We left Seattle and settled on a couple acres in Tacoma: enough room for a big garden, a workshop big enough for any fantasy, and a future full of slow-made things.

Right now, we’re digging up rocks (so many rocks), planting beds where there used to be lawn, cooking with what we grow, and building things.

The “back 40” might hold sunflowers, or corn, chickens, or goats someday, but for now, it’s just holding possibilities.

Soil to Story is where it all comes together: the garden, the workshop, the kitchen, and Paper Trail, my custom memory book studio. This is a work-in-progress kind of life, shared one dirty, delicious, half-baked story at a time.

  • Full growth

    It’s definitely starting to feeling like fall.

    This is the season where everything feels a little wild, and I can feel the change in the air. The sun hangs lower, the wind is brisk in the morning, and the garden is messy, generous, and buzzing. It looks like it’s exhaling after a long summer sprint.

    We’ve eaten so well this year.

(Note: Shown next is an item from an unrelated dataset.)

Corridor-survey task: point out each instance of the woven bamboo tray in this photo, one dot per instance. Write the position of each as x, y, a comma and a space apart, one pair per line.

Between beans, beets, and basil, every dinner started out there somewhere. We planted and harvested a dizzying array of vegetables. I’ve been making fat salads lately: full of vegetables, beans, grains, and tofu. Elaine would be proud.

    Lately, I’ve been drifting between two dressings. My old standby, a lemon vinaigrette (bright and sharp, making everything taste more alive), and a new favorite: miso-ginger with lime. It’s tangy, spicy, and a little funky in the best possible way. I can’t seem to stop making it.

    There’s a fullness to this time of year that I love, and there’s a little nostalgic twang to my heartstrings. The garden is at its height; everything is layered and leaning and thriving. But I can feel the shift coming… that quiet tug toward fall. But for now, it’s still not quite there.

    Still plenty. Still alive.

    I’m dreading having to buy cucumbers again.

    What’s Next

    • Keep picking, cooking, eating, and sharing
    • Save seeds for next year’s experiments
    • Watch the light change and the garden start to fade
    • Try to remember how good this feels when it’s February

    It’s all a little overgrown and a little chaotic. It’s pretty perfect.